Exploration is a critical task for a micromouse. The maze must be explored quickly, thoroughly and without error. Any mistakes made during exploration are likely to completely ruin your chances in any of the contests where there are search time or mouse handling penalties. In the Japan event, you don’t get very long in the first place so wasting time by restarting the exploration is not good.
Ideally, the micromouse will not stop moving unless it enters a dead end. Any turns other than that need to be very smooth and accurate. Possibly the most difficult formation to explore is a series of 90 degree turns one immediately after another. Here the mouse cannot use the side or diagonal sensors to reliably correct any forward errors and there is only a few mm of travel to correct any angular or lateral errors. In fact, corrections started by the side/diagonal sensors may simply put the mouse off course as the next turn comes up.
Attempting to run the entire exploration run by dead reckoning is difficult as errors can accumulate. More than a few cells and the errors may soon become uncorrectable. That said, if there is no wall ahead and the mouse has to turn, then it must do so based only on its internal estimate of position.

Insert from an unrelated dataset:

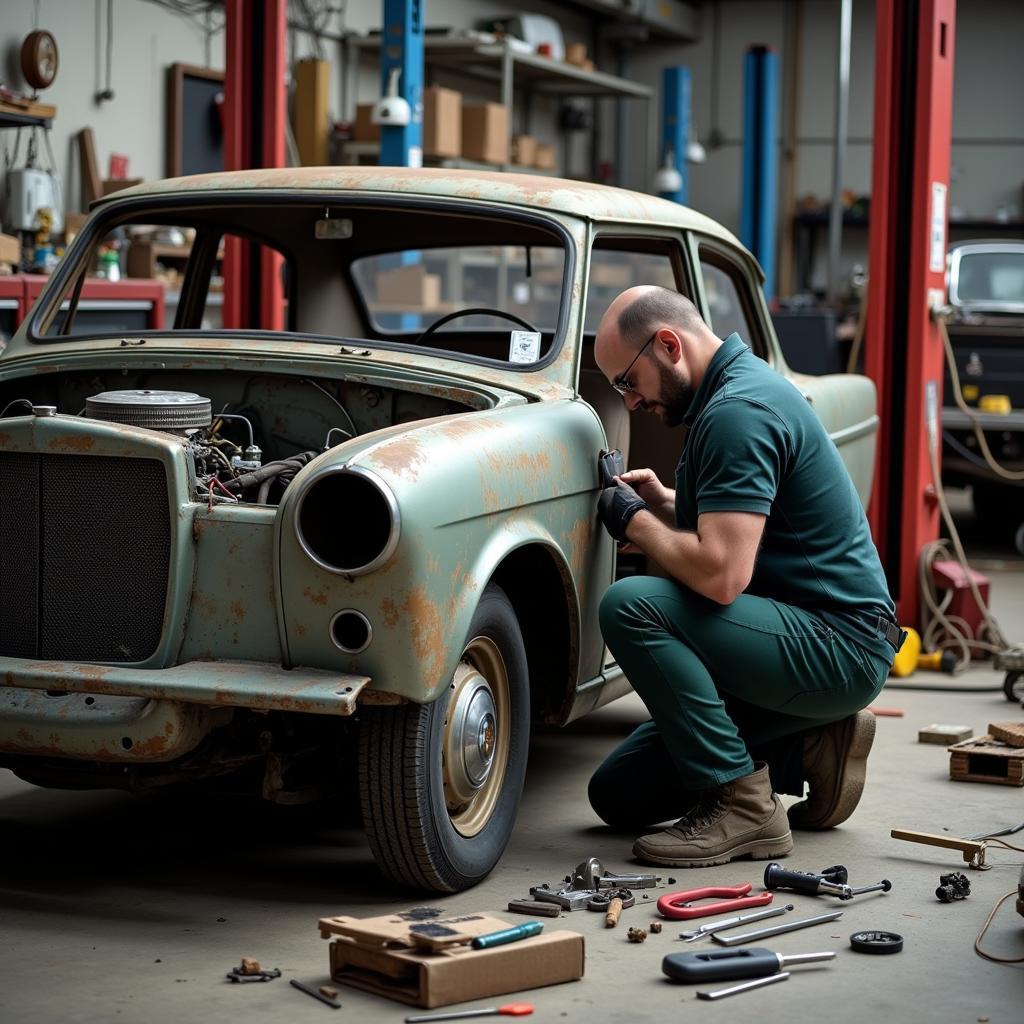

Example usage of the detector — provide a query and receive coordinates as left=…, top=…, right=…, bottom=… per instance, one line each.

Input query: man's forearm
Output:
left=627, top=508, right=736, bottom=604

If there is a wall ahead in the cell where the turn is to take place, corrections can be made from that. The sum of the readings from the two forward-looking sensors give the distance to the wall and the difference gives the angular error. Using these values to correct forward positional errors and as feedback for the rotation controller can be very effective in making sure that the turn happens exactly where it should. Naturally, the walls in any maze vary so the turning position may also vary by a few mm but, done right, these errors should average out.
Part of the preparation of Decimus 4B for the Taiwan 2014 contest is fine tuning the exploration. The video below shows Decimus 4B performing a search with one key difference. Instead of examining the maze to determine the best route to the goal, the mouse just makes a random turn. The maze here has only posts except for the bounding walls. Corrections can only be performed when a turn has a wall ahead of it. Otherwise, they are all done by dead-reckoning.